Not entirely, however. The corporate-financial class of America is very powerful but not omnipotent. It makes mistakes, suffers internal divisions over tactics and policies, and must constantly deal with the resistance of workers, consumers, taxpayers, voters, students, and other protesters. The ruling class rules, but not always in the way it might want. It sometimes must make concessions to resistant publics or at least maintain an appearance of so doing. To best secure and legitimate its rule, it must minimize the appearance and use of its undemocratic, coercive power.

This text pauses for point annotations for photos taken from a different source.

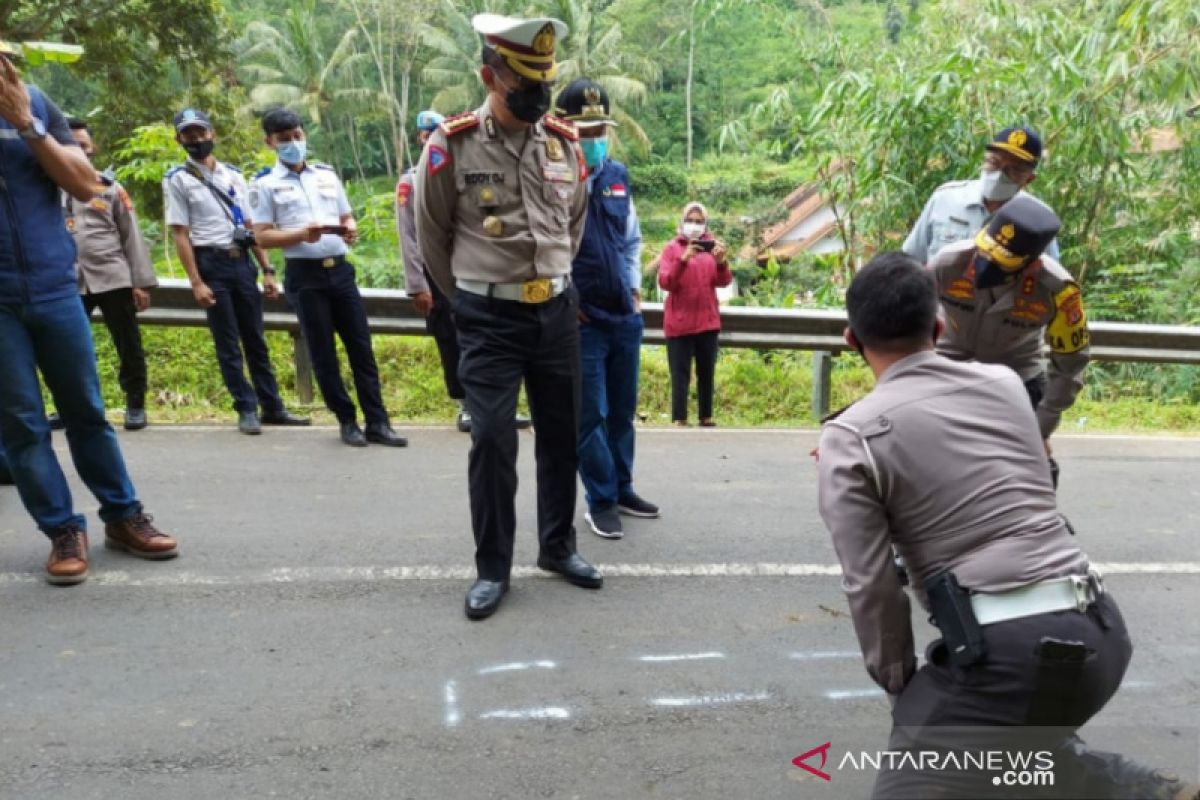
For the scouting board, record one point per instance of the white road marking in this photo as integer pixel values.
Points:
(165, 576)
(549, 713)
(682, 656)
(821, 655)
(709, 699)
(451, 698)
(517, 666)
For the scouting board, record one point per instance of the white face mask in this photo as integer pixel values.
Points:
(997, 186)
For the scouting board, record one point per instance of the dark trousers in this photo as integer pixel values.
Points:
(610, 355)
(682, 350)
(441, 326)
(121, 319)
(328, 302)
(503, 343)
(1021, 698)
(237, 326)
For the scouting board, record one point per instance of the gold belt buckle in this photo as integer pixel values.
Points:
(537, 290)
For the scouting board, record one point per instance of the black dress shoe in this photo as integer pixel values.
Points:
(352, 434)
(285, 416)
(574, 569)
(381, 433)
(247, 422)
(484, 597)
(135, 419)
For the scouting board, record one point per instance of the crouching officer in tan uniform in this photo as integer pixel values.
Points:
(501, 205)
(1002, 296)
(945, 462)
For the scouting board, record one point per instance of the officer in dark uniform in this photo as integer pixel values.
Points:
(607, 274)
(945, 462)
(501, 208)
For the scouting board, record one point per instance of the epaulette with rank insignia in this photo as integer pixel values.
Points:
(460, 122)
(562, 127)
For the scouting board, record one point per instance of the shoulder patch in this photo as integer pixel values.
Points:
(562, 127)
(460, 122)
(403, 192)
(1067, 331)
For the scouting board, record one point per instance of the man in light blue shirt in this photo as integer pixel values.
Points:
(958, 210)
(301, 208)
(607, 272)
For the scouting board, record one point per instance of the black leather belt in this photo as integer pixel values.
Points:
(327, 263)
(229, 252)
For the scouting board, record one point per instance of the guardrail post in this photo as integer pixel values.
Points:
(822, 372)
(304, 367)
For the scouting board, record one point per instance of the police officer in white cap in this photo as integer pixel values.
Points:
(501, 205)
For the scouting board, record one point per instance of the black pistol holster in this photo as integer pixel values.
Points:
(952, 613)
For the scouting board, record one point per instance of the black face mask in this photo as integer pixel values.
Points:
(529, 103)
(199, 150)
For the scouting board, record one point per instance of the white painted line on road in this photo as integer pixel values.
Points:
(451, 696)
(852, 693)
(821, 655)
(711, 699)
(682, 656)
(162, 576)
(549, 713)
(517, 666)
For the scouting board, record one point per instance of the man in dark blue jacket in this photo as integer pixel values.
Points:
(607, 272)
(43, 328)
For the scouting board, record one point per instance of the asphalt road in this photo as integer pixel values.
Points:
(310, 641)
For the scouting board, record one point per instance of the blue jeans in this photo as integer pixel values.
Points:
(55, 338)
(610, 353)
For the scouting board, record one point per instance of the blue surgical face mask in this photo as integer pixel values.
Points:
(594, 150)
(292, 152)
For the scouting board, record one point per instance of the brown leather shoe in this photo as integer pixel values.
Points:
(69, 557)
(138, 536)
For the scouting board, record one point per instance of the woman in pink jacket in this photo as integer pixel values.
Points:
(691, 266)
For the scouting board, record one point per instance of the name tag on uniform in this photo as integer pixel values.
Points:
(558, 173)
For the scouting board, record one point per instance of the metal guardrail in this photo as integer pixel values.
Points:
(820, 331)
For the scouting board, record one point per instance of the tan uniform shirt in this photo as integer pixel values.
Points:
(1008, 324)
(498, 205)
(942, 459)
(406, 223)
(112, 253)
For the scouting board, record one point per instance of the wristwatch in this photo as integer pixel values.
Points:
(35, 131)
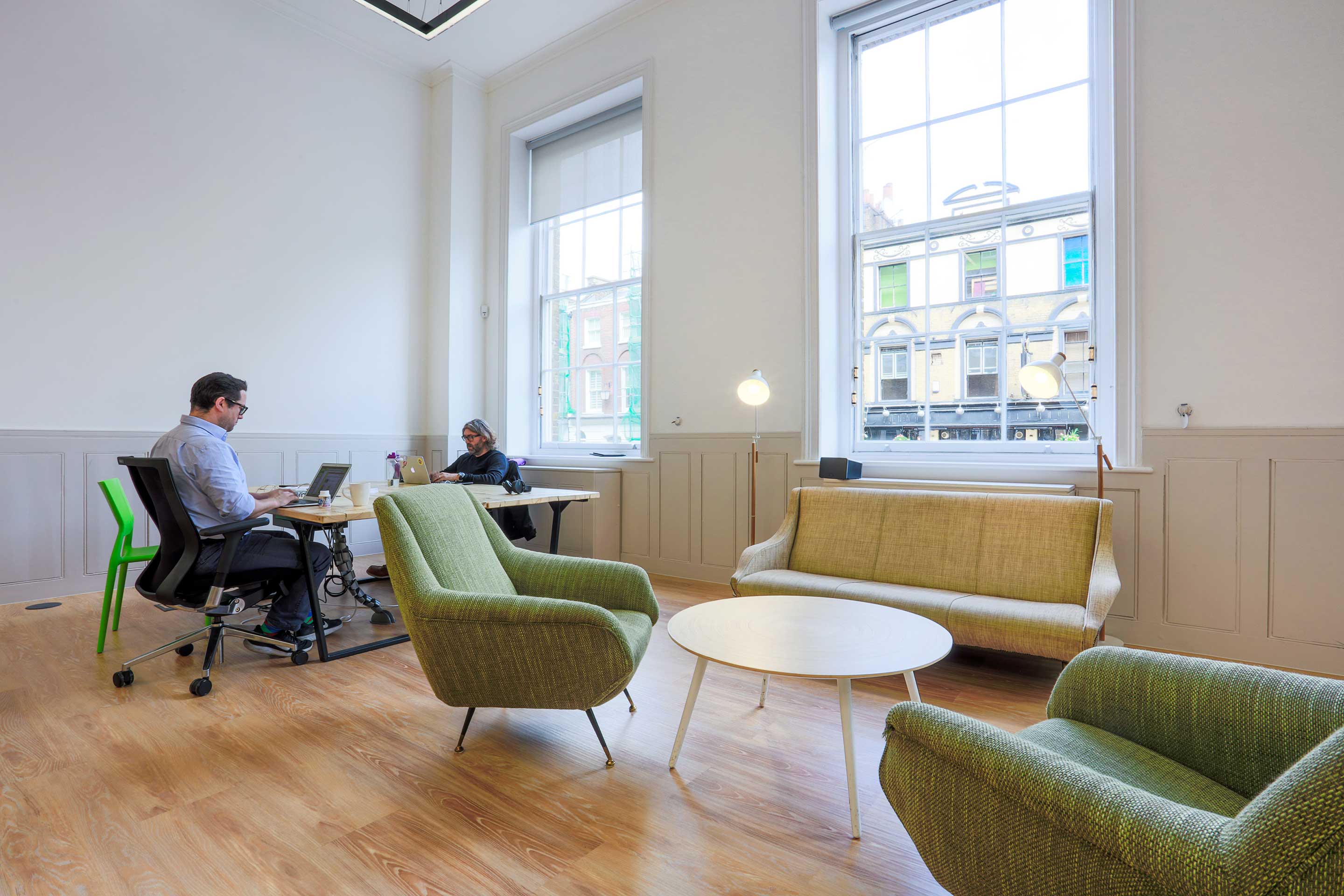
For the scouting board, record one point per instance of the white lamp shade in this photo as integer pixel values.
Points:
(1042, 379)
(755, 390)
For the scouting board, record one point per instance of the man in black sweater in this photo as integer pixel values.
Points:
(482, 465)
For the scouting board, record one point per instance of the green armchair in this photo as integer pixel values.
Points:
(1154, 774)
(495, 625)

This hypocrisy is not merely “the tribute that vice pays to virtue.” In fact, vice pays tribute not to virtue, but to power—to the democratic power of the people, who with demonstrations, protests, boycotts, strikes, sit-ins, civil disobedience, and even civil disorders have struggled against regressive laws, oppressive work conditions, excessive taxes, and for an expansion of democratic rights and material benefits. The power of these democratic forces limits the ability of the moneyed interests to reduce all persons and things to grist for the profit mill.
THE LIMITS OF ORTHODOXY
If the mass media are owned by capitalists who can translate their financial dominance into control over media content, injecting that content with a bias against organized labor, antiwar protestors, socialists, communists, and sundry progressive causes, then why do businesspeople and conservatives repeatedly complain that the media suffer from a liberal bias? If economic and political elites control the press, why are they often distrustful of, and irritated by, what appears in it? And why do they find it necessary to exert suppressive measures against their own media? There are a number of contradictory tendencies that make the press less than absolutely compliant, introducing an element of indeterminacy and resistance that rouses conservative ire.